[LINK] FW: FW: Australia's online history 'facing extinction'

Fri May 8 00:47:25 AEST 2009

Paul Koerbin wrote:
> In time we will do what we can to open access. Currently, we don't
> have the legal warrant to do so.

Why is a legal warrant required? Other archival and search sites manage
to provide access to this information without a complicated legal
framework. Is this a case of Australia lacking strong enough fair use
laws, or are you just being much more cautious than others?

> Crawling large amounts of content has its value, and we have
> obviously taken the opportunity to do so, but it comes with all sorts
> of problems, not the least of which is how to make it accessible.
> There are copyright problems and the fact that crawling a domain
> means we will no doubt have picked up all manner of material. To make
> that available, without knowing precisely what we have collected (in
> terms of the nature and specifics of the content) is also
> problematic.

I hope you're looking at some sort of automated filtering system
(although the consensus seems to be that those are flawed as well).
There are probably billions of unique documents on "the Australian web",
and hand evaluating them all is simply not possible.

> We would hope, in the first instance to make government
> material available; and perhaps in due course material we have
> permission for or may assume permissison based on Creative Commons
> licenses etc. Ultimately we would make it all available in some
> manner or other, otherwise, as you say, there would be no purpose.
> Point is you can't wait around for all the problems to be resolved
> before you try and collect the material. The UK, for example, has
> never done a domain crawl and was pretty slow to get into selective
> archiving (relying on the NLA's PANDAS system to get them underway a
> few years back).

I agree that this sort of archival should be done. However, I still
thing your approach is wrong:

 - selected archival is no better than collecting the encyclopedia
britannica, and declaring that you have a complete archive of human
knowledge.

 - selecting just .au domains removes a large amount of Australian
content. .au is a pain to register in, so many Australia sites use .com
et al. Additionally, the fashion for vanity domains like nine.tv reduces
the utility of this filtering techinque further.

 - selecting by hosting fails for similar reasons.

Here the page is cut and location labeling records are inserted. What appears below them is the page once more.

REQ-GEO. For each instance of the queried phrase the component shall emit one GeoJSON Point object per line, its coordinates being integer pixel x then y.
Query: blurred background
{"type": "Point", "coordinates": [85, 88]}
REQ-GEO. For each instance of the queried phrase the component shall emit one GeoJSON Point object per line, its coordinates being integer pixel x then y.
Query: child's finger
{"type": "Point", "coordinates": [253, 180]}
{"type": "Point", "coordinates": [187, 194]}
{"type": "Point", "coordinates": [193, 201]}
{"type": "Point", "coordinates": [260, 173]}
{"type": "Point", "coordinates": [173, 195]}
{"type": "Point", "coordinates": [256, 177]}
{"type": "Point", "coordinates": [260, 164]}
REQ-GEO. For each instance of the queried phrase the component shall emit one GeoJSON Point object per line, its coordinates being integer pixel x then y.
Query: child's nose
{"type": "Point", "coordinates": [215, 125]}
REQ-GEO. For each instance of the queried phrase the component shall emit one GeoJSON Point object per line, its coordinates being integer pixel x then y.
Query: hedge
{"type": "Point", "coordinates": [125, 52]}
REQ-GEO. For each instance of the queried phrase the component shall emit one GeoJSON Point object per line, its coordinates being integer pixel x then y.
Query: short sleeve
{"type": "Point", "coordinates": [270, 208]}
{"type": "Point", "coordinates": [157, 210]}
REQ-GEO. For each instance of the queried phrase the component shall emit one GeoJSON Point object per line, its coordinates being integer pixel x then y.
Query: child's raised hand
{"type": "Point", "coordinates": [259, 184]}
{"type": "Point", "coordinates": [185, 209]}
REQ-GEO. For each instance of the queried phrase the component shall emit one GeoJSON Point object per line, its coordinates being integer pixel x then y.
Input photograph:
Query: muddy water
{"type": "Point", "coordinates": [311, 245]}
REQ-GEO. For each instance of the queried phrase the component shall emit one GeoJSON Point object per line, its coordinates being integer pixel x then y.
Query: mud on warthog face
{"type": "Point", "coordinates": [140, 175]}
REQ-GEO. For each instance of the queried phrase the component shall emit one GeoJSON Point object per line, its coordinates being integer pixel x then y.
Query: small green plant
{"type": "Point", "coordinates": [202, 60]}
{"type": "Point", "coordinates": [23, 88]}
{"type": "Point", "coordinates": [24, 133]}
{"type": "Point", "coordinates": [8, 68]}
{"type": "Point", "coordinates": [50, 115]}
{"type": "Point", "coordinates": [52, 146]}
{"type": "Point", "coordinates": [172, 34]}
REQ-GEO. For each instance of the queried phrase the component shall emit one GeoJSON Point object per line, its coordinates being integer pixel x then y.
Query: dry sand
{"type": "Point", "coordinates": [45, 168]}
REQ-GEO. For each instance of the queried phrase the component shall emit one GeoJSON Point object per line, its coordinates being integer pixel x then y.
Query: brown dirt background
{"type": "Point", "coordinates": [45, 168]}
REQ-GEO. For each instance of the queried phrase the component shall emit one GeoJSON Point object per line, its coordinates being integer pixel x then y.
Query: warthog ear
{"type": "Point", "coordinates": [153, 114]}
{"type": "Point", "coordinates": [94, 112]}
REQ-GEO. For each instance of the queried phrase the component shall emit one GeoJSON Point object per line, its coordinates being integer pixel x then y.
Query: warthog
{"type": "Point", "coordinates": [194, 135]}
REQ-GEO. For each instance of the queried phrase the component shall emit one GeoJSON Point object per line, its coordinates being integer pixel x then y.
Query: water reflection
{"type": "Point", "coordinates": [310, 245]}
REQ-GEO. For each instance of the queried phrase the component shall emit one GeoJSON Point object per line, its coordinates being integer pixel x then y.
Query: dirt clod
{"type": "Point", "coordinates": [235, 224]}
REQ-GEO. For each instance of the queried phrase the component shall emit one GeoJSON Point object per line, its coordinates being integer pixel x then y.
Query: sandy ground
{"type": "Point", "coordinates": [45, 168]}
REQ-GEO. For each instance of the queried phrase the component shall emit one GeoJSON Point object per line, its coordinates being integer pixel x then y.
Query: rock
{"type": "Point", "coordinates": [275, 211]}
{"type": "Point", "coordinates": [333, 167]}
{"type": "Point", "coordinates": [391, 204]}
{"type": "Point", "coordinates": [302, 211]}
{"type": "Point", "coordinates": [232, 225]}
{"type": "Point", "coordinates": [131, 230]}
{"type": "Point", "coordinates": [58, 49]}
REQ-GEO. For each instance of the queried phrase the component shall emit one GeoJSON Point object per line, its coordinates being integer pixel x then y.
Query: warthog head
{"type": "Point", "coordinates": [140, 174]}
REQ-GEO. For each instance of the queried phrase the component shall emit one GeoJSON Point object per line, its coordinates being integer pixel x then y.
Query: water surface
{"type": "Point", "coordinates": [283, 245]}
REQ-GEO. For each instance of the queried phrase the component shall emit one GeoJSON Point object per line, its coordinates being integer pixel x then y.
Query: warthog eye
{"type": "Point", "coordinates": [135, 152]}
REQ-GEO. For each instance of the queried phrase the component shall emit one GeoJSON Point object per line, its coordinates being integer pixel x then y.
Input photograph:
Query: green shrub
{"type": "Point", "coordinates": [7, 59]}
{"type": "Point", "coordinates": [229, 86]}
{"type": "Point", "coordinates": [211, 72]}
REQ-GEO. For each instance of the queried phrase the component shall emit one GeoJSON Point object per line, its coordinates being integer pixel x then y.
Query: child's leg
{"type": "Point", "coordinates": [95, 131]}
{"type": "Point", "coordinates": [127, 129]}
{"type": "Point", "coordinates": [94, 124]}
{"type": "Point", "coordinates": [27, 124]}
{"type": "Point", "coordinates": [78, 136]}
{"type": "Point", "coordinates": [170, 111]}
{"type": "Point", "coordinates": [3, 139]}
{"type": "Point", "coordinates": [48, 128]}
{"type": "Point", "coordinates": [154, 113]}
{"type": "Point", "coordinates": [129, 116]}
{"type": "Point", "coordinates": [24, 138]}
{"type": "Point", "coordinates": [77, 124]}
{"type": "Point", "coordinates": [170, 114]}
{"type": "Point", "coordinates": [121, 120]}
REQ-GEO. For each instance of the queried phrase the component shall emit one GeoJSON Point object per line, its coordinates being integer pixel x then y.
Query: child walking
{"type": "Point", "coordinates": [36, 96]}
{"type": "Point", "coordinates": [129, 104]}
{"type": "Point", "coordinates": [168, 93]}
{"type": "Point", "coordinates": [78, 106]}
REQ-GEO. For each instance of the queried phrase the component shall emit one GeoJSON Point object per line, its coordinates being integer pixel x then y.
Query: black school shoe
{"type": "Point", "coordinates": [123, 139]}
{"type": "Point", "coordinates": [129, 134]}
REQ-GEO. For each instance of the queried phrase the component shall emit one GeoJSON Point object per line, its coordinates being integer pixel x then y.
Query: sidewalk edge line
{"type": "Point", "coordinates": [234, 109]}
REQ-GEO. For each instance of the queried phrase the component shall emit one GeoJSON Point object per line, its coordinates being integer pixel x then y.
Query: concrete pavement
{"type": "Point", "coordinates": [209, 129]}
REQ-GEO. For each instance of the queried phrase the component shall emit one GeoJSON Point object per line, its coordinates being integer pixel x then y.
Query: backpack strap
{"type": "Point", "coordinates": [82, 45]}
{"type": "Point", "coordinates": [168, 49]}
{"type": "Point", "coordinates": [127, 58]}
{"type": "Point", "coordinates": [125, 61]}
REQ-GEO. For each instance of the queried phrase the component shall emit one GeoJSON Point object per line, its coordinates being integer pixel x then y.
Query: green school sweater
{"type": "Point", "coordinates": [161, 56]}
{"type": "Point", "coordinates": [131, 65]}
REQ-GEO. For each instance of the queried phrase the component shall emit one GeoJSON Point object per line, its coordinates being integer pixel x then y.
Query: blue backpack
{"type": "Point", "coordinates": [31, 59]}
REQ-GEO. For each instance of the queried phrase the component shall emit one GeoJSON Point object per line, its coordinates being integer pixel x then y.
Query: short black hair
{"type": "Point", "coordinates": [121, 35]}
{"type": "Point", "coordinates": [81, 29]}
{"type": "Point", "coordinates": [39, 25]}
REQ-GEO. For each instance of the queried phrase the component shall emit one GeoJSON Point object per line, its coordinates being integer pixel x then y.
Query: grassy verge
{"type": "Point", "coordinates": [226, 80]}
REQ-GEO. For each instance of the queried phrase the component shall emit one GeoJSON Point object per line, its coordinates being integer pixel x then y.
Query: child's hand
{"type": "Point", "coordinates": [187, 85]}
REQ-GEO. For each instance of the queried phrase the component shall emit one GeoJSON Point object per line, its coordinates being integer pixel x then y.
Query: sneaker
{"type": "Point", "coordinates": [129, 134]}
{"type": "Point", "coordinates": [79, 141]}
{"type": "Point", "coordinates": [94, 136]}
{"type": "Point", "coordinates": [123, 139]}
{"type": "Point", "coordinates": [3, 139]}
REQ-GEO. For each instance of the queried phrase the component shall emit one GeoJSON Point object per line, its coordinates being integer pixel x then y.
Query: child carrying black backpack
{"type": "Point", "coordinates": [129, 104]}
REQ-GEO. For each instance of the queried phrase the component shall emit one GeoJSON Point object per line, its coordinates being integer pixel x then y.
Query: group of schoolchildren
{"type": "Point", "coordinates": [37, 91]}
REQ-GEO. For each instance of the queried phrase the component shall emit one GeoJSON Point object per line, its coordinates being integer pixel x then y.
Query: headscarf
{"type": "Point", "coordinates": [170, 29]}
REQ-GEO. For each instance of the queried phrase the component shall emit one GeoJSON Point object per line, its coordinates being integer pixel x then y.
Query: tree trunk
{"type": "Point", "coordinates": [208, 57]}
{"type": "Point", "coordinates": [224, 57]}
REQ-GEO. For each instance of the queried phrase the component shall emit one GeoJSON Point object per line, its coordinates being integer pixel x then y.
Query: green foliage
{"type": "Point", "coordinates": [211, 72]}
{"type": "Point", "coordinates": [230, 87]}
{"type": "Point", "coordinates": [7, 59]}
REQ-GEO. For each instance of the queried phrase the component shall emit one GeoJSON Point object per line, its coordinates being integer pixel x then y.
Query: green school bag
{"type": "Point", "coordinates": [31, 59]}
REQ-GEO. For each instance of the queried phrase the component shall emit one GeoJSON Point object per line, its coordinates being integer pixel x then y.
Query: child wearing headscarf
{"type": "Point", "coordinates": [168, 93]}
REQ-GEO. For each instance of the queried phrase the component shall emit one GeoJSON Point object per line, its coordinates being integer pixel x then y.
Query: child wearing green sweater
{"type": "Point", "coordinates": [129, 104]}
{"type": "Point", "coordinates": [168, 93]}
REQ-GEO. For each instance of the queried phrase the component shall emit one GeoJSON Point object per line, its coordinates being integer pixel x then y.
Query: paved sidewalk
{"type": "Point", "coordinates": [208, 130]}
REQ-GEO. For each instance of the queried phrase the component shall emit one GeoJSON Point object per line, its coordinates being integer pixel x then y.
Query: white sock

Many Australia sites
are hosted overseas for financial reasons.

I think I favour some form of sitemaps based crawl instead of a seeded
or discovery crawl. Australians could be encouraged to submit sitemaps
to you, and then those should be archived, regardless of location /
domain name. You could build trust metrics around this as well, where
once a complaint is made about archived content you track that back to
the sitemap submitter, and apply extra examination to other URLs
submitted by that person.

Finally, I am not convinced your engineering approach is correct. Why
not partner is a large scale crawler like a search engine or the CSIRO
search project (whose name escapes me)?

I've asked all these questions in the past, and members of the PANDORA
project have consistently failed to address them. Perhaps that's just
because they're not interested in outside feedback on their pet project.

Mikal